Optimize Scanner Output to PDF – Storage is More Expensive Than You Think
August 1, 2009
1 minute read
Most offices are equipped with MFD (multi-function devices) that allow employees to scan paper documents and create an electronic version in PDF or image format. I have heard horror stories of scan-happy employees that create high resolution, colour scans of 70-page documents and then upload the 100MB result into SharePoint. Before long, they are using Terabytes of storage space. So what’s the problem, storage is cheap isn’t it? Well, not really. Corporations don’t buy the $200 USB hard drives on sale at your local Best Buy. They purchase enterprise quality hardware, and that hardware needs to be supported with backups and remotely-stored disaster recovery. The real cost of storage is closer to $4,000 a Terabyte. When we consider the ecological costs of the extra hardware, power, and storage space, storage is much more expensive than most people think.
Another problem with this scenario is that the content of the scanned document is in image format, limiting the ability of other users to search for it.

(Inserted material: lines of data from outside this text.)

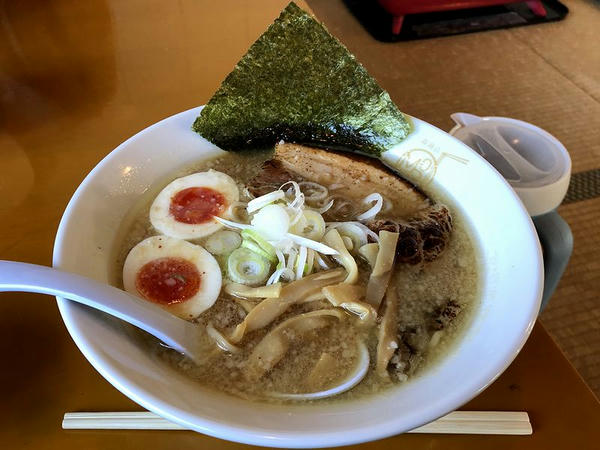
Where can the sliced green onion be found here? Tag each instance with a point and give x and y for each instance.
(253, 247)
(223, 242)
(310, 261)
(300, 263)
(247, 267)
(348, 243)
(272, 221)
(321, 248)
(254, 236)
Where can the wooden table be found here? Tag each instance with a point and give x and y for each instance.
(78, 78)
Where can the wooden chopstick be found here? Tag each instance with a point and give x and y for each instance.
(457, 422)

SharePoint, or other document repositories, will have little information to index the document with.
Storage costs can be minimized either by training people or making it difficult for them to make these types of mistakes. Providing a centralized solution for converting image files created by MFDs to searchable PDF allows businesses to set up a process that does not require users to understand how to create the optimal file output using OCR (Optical Character Recognition) to create searchable PDF files which, are much smaller and will be far more valuable to your business. If you are using SharePoint, this can be achieved using automated document conversion workflows that will process new files as they are uploaded into SharePoint.